I started interval training again this week. This is my second attempt at it. I am doing it to increase my lung capacity and improve my heart. In reality it is an evil torture developed by a sadistic trainer for nefarious purposes. (No offence Cyndi. I know it wasn't you.) Since I'm just starting it I'm not sure the loss of ice time due to almost killing myself is worth it yet but I'll give it a couple more weeks first before I re-evaluate.
What is interval training you ask? Ah ha. Pick a cardio sport; cycling, jumping rope, running or, in my case, rowing machine (personal fav!). Wear a heart monitor. Start at a reasonable pace that results in a moderate heart rate, which in my case is around 110 bpm (beats per minute). Do this for one minute. Then go as fast as you possibly can until you feel like your lungs will burst, your heart will jump out of your chest and you will pass out. Continue this for one minute. Apparently you don't actually die doing this. I'm living proof. My heart rate jumps up to about 128bpm during this phase. I seem to be limited more by my lung capacity than my heart rate at this point. As soon as the minute is up go back to the moderate pace, which after going as fast as possible is now slow as dirt. Continue for one minute watching your heart rate drop while catching your breath. My heart rate readily drops back down to 110bpm but my breathing takes the entire minute to get back near normal. As soon as the minute is up go fast again. This is repeated for an eleven minute cycle since the exercise starts and ends with the moderate (slow as dirt) pace. So your muscles don't go into convulsions at the end of this exercise, it is preceded and followed by ten minutes of light exercise on the treadmill. According to physical trainer mythology this is supposed to be good for you. Hum, two days later and I still can't touch my toes (normally this isn't a problem for me).

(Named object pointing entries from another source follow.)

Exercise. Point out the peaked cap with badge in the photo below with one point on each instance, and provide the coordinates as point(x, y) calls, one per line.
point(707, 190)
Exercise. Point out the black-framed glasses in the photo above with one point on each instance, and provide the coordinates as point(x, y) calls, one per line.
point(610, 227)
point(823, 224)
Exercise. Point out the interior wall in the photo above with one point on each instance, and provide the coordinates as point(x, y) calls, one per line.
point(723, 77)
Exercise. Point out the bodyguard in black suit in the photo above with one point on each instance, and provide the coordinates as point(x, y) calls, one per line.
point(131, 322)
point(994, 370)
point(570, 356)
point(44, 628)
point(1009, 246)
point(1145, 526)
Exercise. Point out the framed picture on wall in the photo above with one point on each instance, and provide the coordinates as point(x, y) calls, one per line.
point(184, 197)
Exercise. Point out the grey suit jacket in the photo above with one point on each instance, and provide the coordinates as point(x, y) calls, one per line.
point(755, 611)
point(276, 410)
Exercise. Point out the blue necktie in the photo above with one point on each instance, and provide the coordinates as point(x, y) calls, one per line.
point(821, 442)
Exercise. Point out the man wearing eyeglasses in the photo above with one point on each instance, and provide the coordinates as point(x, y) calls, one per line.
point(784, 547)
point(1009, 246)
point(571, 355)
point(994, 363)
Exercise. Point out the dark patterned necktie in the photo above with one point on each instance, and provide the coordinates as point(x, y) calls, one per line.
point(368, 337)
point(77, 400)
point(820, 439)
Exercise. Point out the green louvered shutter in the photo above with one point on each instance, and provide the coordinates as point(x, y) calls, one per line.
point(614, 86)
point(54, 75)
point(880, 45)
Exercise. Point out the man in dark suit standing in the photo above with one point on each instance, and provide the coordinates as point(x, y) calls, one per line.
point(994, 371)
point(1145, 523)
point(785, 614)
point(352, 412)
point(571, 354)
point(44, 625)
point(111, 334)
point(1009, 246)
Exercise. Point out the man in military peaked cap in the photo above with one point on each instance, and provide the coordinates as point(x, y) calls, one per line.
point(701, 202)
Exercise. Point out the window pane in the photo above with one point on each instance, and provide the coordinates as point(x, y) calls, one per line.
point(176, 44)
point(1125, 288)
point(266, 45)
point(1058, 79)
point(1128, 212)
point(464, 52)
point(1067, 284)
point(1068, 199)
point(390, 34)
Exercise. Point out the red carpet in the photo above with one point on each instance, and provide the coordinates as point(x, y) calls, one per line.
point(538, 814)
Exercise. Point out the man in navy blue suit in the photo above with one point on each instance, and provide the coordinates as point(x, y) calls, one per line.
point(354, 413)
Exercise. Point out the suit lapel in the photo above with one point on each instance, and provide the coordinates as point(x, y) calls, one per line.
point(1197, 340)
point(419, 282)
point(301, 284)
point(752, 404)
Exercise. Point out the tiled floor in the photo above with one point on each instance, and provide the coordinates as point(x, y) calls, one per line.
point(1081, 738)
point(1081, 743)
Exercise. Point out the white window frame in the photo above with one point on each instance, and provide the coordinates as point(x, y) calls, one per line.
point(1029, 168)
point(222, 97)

That isn't the worst of it; I couldn't skate yesterday. I got on the ice. I was exhausted due to the combination of interval training the day before and a snoring husband during the night. I started stroking around the rink. Everything from the small of my back all the way down to my toes hurt and I mean everything! Butt, hamstrings, IT bands, calfs, heels, toes. Ugh. I figured I'd just go slow, warm up and get the kinks out. After two slow laps around the rink I started figure practice. While this went ok my muscles got more and more sore as I skated rather than easing up and getting looser. I started three turns. Ouch. I did some walk throughs of my program so that I could memorize the new choreography. Pain. The thing that completely bummed me out is that I was planning on this being a jump practice day. Are you kidding? I could barely lift my feet off the ice. I couldn't even hop never mind jump. After half an hour my lower back was screaming in pain so badly I was almost limping. It was time to get off the ice. I couldn't do any more. Today I'm still sore. I stretched for half an hour before getting on the ice and it still took me a half hour of skating before I felt "normal" again. I managed to start jumping near the end of the session and debated whether to stay for the second hour. I restrained myself deciding to give myself some more rest and skate Sunday for two hours instead. Hopefully I'll be doing better by then. I need some Toe Loop and Salchow practice.
I remember some quote by a world athlete that said something about being flexible with your training. That it is more important to get out there and do something but to respect the body's limits on any particular day rather than having a rigid training schedule. You just never know what your not-so-evil trainer is going to consider is a good idea on any given day.